O julgamento ocorreu na tarde desta terça-feira, 19 de maio de 2026, no Fórum de Itanhém. O Conselho de Sentença decidiu pela absolvição de Escielis Correia Pinto, o “Helinho da Farinheira”, o empresário que ainda respondia pela morte do ex-prefeito, assassinado em 2006 na porta de casa.
A defesa argumentou a inexistência de provas materiais suficientes para comprovar a autoria e ressaltou o desaparecimento de outros acusados, o que enfraqueceu o caso. O pistoleiro citado como “Chapéu” não foi julgado neste processo, pois permanece foragido. Já Manoel Francisco da Mota, o “Chiquinho”, havia falecido, com a punibilidade extinta.
Com isso, o júri concluiu pela negativa de autoria de Helinho, encerrando o processo presente sem que outras pessoas pudessem ser responsabilizadas pelo crime. A decisão marca o fim de uma disputa judicial que se arrastou por mais de duas décadas.

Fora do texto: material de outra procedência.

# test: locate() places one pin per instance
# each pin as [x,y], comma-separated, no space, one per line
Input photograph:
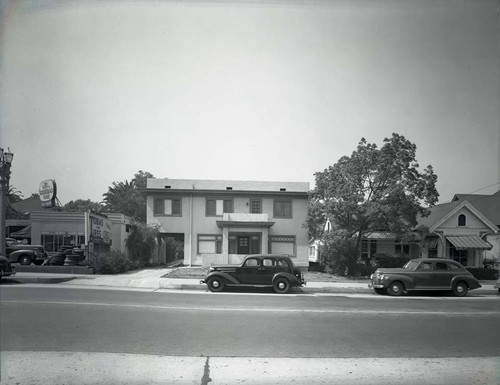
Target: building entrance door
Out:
[243,245]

Para a família de Carlito Tanajura, a absolvição chega como uma sensação amarga: a violência que tirou a vida do ex-prefeito permanece sem condenação, e a justiça não devolve resposta clara sobre quem orquestrou o assassinato. A cidade fica com a memória de um caso que ainda exige esclarecimentos.
Este desfecho reacende o debate sobre a eficiência das investigações e a necessidade de uma atuação mais robusta da Justiça na região, para que crimes graves não continuem a pairar como segredo entre moradores e autoridades.